Optimizing Adeno-Associated Virus Loading Amounts for Host Cell Protein Analysis

Importance of the topic

Adeno-associated virus (AAV) vectors have become central to cell and gene therapies, but their low yields pose challenges for host cell protein (HCP) impurity profiling. Reliable detection and quantitation of HCPs are critical for ensuring product safety and stability, while minimizing sample consumption is essential when working with limited AAV material.

Study objectives and overview

This application note evaluates the trade-off between AAV injection load and HCP detection sensitivity using LC/Q-TOF mass spectrometry. Three injection levels (50 %, 33 %, 12.5 % of a 4.75 × 10¹² VP/mL standard) were compared to determine the minimum sample amount required to detect low-level HCPs below the typical 1 ppm threshold.

Methodology and instrumentation

The AAV1 empty capsid standard (4.75 × 10¹² VP/mL) was denatured, reduced, alkylated, and digested overnight with a Lys-C/trypsin mix. Samples were dried, reconstituted, and spiked with lysozyme (100 ppm) and cytochrome C (10 ppm) as internal controls.

• Liquid chromatography: Agilent 1290 Infinity II with AdvanceBio Peptide Plus column (2.1 × 150 mm) at 50 °C, 0.4 mL/min, gradient from 3 % to 40 % B over 90 min.
• Mass spectrometry: Agilent 6545XT AdvanceBio LC/Q-TOF with Dual Agilent Jet Stream, Auto MS/MS acquisition at 5/3 spectra/sec, reference masses 121.0509 and 922.0098 m/z, calibrated by SWARM.
• Data analysis: Protein Metrics Byos software with SwissProt human proteome database.

Key results and discussion

High in-spectrum dynamic range (>5 orders of magnitude) enabled confident identification of low-abundance peptides with mass errors under 1 ppm. Coelution experiments demonstrated that even peptides more than 30-times less abundant than AAV capsid signals could be resolved with sharp peaks (tailing factor ~1.08).

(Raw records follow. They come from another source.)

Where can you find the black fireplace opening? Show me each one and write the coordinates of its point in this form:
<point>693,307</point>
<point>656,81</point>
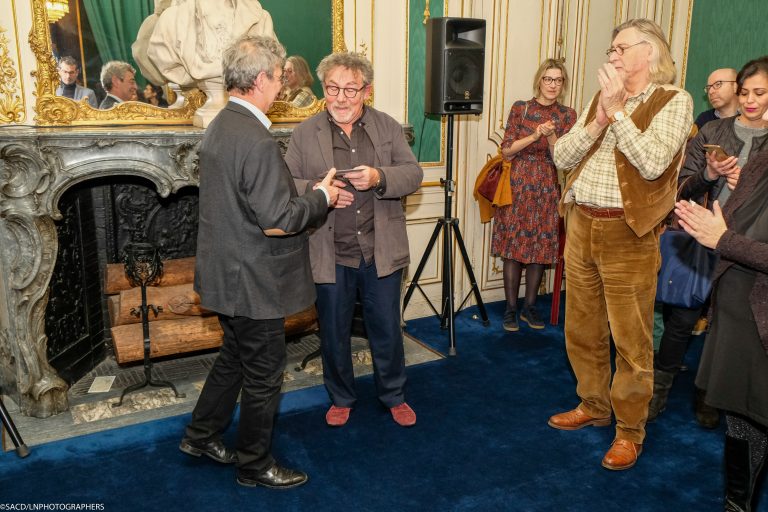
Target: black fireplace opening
<point>99,218</point>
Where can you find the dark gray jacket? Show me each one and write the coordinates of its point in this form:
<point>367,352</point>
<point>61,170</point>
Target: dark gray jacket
<point>721,132</point>
<point>246,188</point>
<point>310,154</point>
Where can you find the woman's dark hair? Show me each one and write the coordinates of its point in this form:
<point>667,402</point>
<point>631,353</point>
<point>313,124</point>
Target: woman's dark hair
<point>752,68</point>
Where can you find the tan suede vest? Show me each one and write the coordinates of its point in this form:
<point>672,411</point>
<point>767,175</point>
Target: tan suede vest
<point>646,203</point>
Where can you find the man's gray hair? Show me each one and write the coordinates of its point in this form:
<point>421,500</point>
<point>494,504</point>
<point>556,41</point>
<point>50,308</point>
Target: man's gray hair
<point>248,56</point>
<point>112,69</point>
<point>662,68</point>
<point>69,61</point>
<point>355,62</point>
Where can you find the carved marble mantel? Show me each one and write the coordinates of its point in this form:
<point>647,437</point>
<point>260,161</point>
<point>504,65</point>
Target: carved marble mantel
<point>36,166</point>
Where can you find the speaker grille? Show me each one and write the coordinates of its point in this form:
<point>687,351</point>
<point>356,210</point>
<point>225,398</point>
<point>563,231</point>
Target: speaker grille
<point>464,74</point>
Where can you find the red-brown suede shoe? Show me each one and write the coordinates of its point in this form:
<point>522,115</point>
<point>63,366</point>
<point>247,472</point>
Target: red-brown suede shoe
<point>622,455</point>
<point>403,415</point>
<point>337,416</point>
<point>576,419</point>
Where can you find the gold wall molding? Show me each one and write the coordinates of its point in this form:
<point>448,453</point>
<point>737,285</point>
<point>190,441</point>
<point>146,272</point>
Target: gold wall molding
<point>11,102</point>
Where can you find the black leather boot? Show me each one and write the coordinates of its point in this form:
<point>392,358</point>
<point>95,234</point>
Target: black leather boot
<point>662,383</point>
<point>739,481</point>
<point>706,415</point>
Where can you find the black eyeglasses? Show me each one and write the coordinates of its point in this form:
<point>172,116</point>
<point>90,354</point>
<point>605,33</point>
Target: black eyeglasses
<point>717,85</point>
<point>548,80</point>
<point>621,49</point>
<point>349,92</point>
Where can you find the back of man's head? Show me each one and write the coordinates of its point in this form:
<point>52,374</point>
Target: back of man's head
<point>248,56</point>
<point>68,61</point>
<point>114,69</point>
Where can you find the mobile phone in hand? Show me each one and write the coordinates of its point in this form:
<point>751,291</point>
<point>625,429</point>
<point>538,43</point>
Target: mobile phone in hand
<point>719,152</point>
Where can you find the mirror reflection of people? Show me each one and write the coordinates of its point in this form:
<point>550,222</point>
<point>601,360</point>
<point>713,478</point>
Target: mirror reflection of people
<point>119,80</point>
<point>153,94</point>
<point>252,265</point>
<point>362,248</point>
<point>69,71</point>
<point>297,90</point>
<point>525,233</point>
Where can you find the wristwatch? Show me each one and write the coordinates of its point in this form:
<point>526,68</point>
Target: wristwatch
<point>618,116</point>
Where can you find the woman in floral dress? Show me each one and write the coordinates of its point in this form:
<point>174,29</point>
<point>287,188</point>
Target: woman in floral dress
<point>525,233</point>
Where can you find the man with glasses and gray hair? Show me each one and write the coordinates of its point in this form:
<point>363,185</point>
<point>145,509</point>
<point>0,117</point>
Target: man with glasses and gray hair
<point>721,92</point>
<point>69,70</point>
<point>623,156</point>
<point>252,264</point>
<point>361,249</point>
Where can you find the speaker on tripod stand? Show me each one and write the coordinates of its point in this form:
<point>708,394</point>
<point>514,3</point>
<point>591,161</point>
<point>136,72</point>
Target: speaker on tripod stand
<point>454,85</point>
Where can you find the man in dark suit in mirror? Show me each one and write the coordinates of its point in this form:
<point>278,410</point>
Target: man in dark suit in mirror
<point>69,71</point>
<point>119,80</point>
<point>252,265</point>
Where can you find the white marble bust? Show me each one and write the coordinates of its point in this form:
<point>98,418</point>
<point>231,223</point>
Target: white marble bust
<point>183,40</point>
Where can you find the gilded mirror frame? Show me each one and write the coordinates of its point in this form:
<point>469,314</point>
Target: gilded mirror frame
<point>52,110</point>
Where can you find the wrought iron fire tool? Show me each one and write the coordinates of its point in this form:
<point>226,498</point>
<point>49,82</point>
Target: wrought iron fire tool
<point>142,267</point>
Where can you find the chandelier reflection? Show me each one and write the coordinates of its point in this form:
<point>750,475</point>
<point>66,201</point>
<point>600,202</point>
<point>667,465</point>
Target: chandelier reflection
<point>56,9</point>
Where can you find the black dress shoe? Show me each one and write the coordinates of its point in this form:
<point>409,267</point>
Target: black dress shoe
<point>276,477</point>
<point>214,449</point>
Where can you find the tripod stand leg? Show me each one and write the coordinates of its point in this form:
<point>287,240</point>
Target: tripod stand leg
<point>21,448</point>
<point>422,263</point>
<point>470,273</point>
<point>448,306</point>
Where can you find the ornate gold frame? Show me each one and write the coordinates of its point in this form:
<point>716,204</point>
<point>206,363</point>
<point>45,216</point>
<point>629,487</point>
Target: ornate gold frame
<point>52,110</point>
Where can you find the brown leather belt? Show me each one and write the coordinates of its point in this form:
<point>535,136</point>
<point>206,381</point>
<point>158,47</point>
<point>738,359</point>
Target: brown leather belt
<point>601,213</point>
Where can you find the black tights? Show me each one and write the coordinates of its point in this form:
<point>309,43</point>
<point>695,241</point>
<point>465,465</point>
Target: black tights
<point>513,271</point>
<point>741,427</point>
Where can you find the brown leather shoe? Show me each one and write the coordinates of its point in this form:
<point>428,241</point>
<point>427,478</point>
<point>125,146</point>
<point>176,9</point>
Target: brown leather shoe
<point>622,455</point>
<point>576,419</point>
<point>337,416</point>
<point>403,415</point>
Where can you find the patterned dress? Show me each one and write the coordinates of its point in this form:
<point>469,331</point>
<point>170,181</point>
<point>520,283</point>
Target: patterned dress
<point>526,231</point>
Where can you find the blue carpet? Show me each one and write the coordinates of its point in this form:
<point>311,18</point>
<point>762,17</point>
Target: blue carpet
<point>481,444</point>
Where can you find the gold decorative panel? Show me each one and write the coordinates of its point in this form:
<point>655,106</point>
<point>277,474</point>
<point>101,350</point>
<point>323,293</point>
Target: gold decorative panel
<point>11,102</point>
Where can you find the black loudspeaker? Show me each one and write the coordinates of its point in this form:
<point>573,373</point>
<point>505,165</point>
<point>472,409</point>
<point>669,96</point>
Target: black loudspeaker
<point>455,62</point>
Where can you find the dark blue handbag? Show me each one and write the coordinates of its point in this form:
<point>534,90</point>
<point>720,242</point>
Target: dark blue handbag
<point>685,278</point>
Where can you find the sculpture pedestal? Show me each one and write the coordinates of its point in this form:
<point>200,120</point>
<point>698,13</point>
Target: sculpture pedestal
<point>217,100</point>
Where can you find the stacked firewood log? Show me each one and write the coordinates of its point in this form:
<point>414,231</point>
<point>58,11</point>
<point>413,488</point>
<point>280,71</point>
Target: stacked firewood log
<point>182,326</point>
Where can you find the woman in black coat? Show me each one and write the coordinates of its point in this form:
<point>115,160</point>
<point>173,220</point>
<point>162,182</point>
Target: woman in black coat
<point>734,364</point>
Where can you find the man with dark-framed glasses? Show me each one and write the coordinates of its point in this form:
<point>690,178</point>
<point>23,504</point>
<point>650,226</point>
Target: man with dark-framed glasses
<point>363,248</point>
<point>721,92</point>
<point>622,157</point>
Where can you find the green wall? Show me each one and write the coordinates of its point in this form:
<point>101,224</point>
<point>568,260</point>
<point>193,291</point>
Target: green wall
<point>724,34</point>
<point>426,146</point>
<point>304,30</point>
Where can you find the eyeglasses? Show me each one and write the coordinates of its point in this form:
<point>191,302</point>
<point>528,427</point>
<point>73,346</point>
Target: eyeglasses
<point>548,80</point>
<point>717,85</point>
<point>282,78</point>
<point>621,49</point>
<point>349,92</point>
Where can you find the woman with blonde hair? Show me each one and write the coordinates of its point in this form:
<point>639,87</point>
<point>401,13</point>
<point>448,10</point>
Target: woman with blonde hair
<point>525,233</point>
<point>299,79</point>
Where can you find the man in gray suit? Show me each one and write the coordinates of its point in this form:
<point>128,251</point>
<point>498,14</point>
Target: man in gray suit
<point>252,264</point>
<point>362,249</point>
<point>69,88</point>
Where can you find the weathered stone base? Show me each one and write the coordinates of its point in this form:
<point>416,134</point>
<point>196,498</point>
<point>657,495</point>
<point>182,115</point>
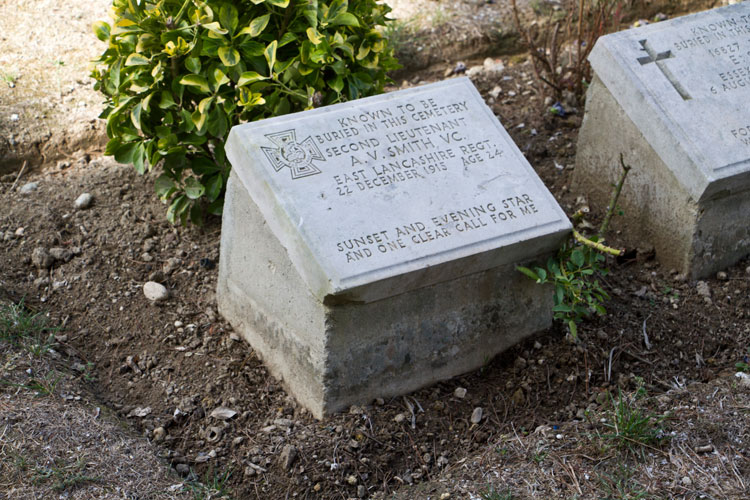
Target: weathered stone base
<point>696,237</point>
<point>333,355</point>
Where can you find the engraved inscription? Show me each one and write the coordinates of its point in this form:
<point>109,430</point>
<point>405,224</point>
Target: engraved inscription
<point>404,181</point>
<point>657,58</point>
<point>296,156</point>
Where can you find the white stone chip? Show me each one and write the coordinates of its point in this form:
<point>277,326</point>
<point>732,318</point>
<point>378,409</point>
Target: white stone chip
<point>84,201</point>
<point>155,292</point>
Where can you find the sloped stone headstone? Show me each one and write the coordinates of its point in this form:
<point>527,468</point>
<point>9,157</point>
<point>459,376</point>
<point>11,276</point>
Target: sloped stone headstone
<point>672,97</point>
<point>368,247</point>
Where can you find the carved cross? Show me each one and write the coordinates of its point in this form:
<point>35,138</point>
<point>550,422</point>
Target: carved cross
<point>658,58</point>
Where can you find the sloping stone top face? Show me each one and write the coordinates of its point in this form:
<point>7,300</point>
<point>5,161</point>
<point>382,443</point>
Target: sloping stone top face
<point>391,185</point>
<point>686,84</point>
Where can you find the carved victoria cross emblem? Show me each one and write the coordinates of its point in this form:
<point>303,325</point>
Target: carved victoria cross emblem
<point>296,156</point>
<point>657,58</point>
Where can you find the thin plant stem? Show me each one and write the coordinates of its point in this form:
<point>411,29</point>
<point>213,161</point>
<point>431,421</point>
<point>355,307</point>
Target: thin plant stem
<point>615,196</point>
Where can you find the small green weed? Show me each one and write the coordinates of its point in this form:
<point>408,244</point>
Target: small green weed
<point>16,322</point>
<point>744,365</point>
<point>632,428</point>
<point>573,272</point>
<point>577,267</point>
<point>492,494</point>
<point>213,485</point>
<point>539,456</point>
<point>9,77</point>
<point>20,327</point>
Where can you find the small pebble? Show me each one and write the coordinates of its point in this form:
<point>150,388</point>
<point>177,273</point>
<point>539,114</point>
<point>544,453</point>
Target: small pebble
<point>476,415</point>
<point>155,292</point>
<point>159,434</point>
<point>84,201</point>
<point>29,187</point>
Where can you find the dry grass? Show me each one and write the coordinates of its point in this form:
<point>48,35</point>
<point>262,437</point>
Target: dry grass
<point>705,454</point>
<point>54,443</point>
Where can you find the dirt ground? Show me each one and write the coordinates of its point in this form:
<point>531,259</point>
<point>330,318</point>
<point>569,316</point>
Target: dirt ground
<point>665,353</point>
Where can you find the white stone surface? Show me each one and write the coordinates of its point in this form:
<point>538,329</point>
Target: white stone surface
<point>685,83</point>
<point>155,292</point>
<point>385,194</point>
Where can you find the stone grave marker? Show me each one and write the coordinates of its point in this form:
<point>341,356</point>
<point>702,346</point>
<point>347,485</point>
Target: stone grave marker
<point>673,98</point>
<point>368,248</point>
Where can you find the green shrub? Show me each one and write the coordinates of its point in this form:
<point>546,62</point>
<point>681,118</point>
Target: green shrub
<point>178,74</point>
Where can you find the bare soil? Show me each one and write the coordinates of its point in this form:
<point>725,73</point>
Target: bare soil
<point>547,407</point>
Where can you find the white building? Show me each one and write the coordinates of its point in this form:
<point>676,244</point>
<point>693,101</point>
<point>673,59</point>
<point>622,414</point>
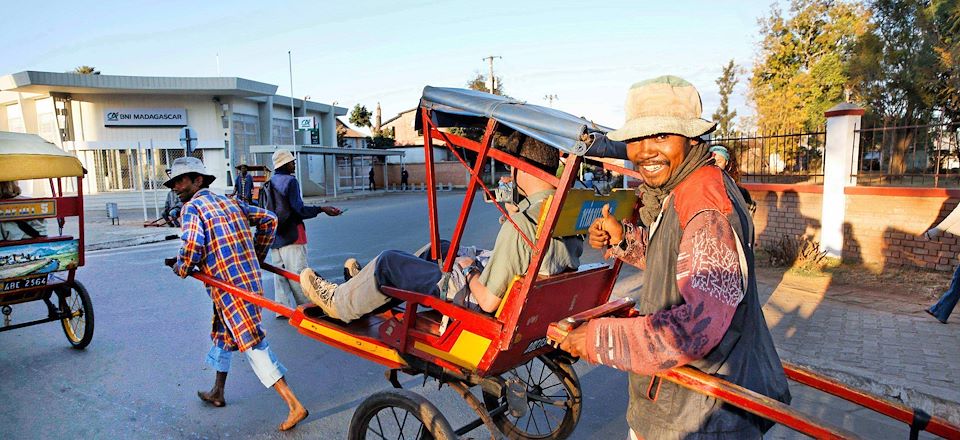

Injection A (50 %) detected HCPs down to 300 ppb and yielded the greatest protein count, including six proteins not seen at lower loads. Injection B (33 %) identified HCPs as low as 500 ppb, while Injection C (12.5 %) fell below the detection threshold. Neither injection revealed any high-risk, immunogenic, or enzymatically active HCPs on established risk lists.

Benefits and practical applications

This workflow provides a sensitive, MS-based orthogonal assay for HCP profiling in AAV samples with minimal material consumption. It supports quality control for gene therapy products, enabling labs to balance detection limits with sample availability.

Future trends and potential applications

Emerging developments include automated sample preparation (e.g., AssayMAP Bravo), iterative MS/MS acquisition for deeper coverage, and unbiased identification workflows. Extending this approach to other viral vectors and bioprocess monitoring will further advance biologics analytics.

Conclusion

The optimized LC/Q-TOF method using the AdvanceBio Peptide Plus column reliably detects HCPs below 1 ppm at injection loads of 33 %–50 % of AAV standard. This balance offers robust sensitivity while conserving precious viral material.

References

1. U.S. Food and Drug Administration. Human Gene Therapy for Neurodegenerative Diseases. FDA Guidance (2023).
2. Jones M. et al. "High-risk" Host Cell Proteins (HCPs): A Multi-company Collaborative View. Biotechnol. Bioeng. 118(8), 2870–2885 (2021).
3. Wu L., Wu S., Chu W. Host Cell Protein Analysis Using Agilent AssayMAP Bravo and 6545XT AdvanceBio LC/Q-TOF. Agilent Technologies Application Note 5991-9300EN (2023).
4. Huang Y. et al. Toward Unbiased Identification and Comparative Quantification of HCP Impurities by Automated Iterative LC–MS/MS. J. Pharm. Biomed. Anal. 200, 114069 (2021).
5. Pilely K. et al. Monitoring Process-Related Impurities in Biologics–HCP Analysis. Anal. Bioanal. Chem. 414(2), 747–758 (2022).
6. Rumachik N.G. et al. Methods Matter: Standard Production Platforms for Recombinant AAV Produce Chemically and Functionally Distinct Vectors. Mol. Ther. Methods Clin. Dev. 18, 98–118 (2020).